Screenshot from Facebook’s “News Feed FYI: Bringing People Closer Together” video.

Some companies are even redefining their success metrics. Instead of time on site, companies like Facebook are defining success through meaningful interactions. This required them to restructure their news feed algorithm to prioritize the content that people actually find valuable over the stuff we mindlessly consume. Content from friends and family now takes precedence, even if the result means users spend a little less time in their app.

These examples are just a glimpse into the steps that many companies are taking, and I hope to see many more in the coming years. The technology we play a part in building can significantly impact people’s lives, and it’s crucial that we ensure that impact is positive. It’s our responsibility to create products and experiences that support and align with the goals and well-being of users. We can make ethical design decisions by acknowledging how the human mind can be exploited, consider what we should and shouldn’t build, and talk with users to gain qualitative feedback on how the products and experiences we build affect their lives.

Resources

There are tons of great resources we can reference for making our designs more intuitive for users.
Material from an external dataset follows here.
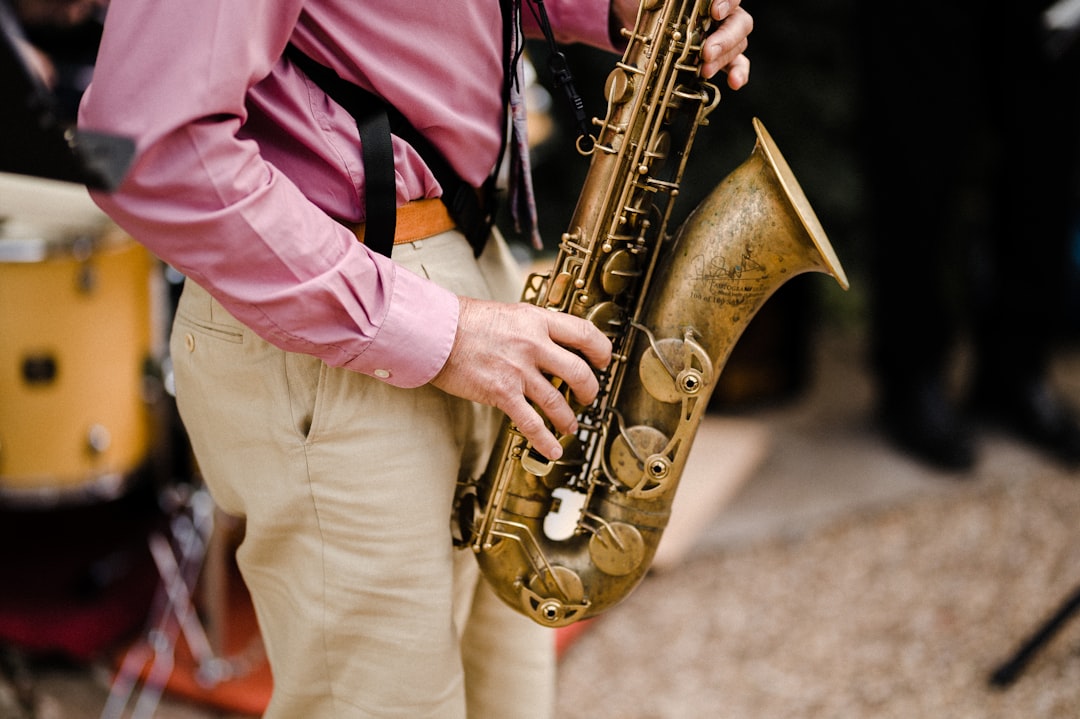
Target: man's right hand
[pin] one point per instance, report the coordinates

Here are a few I have referenced quite frequently:

  • Laws of UX: A website I created for designers to learn more about psychological principles that relate to UX/UI design.
  • Cognitive UXD: This hand-selected publication curated by Norbi Gaal is a great resource for anyone interested in the intersection of psychology and UX.
  • Center for Humane Technology: A world-class team of former tech
    insiders and CEOs who are advancing thoughtful solutions to change the culture, business incentives, design techniques, and organizational
    structures driving how technology hijacks our brains.
  • The Design of Everyday Things: Revised and Expanded Edition: An absolute classic that explores the communication between object and user through design, how to optimize this communication, and ultimately how psychology plays a part in designing for how humans actually are.
  • Designing for Emotion: A look at the importance of emotion when expressing a brand’s personality, and how designers can go beyond functionality, reliability, and usability to design for humans as opposed to machines.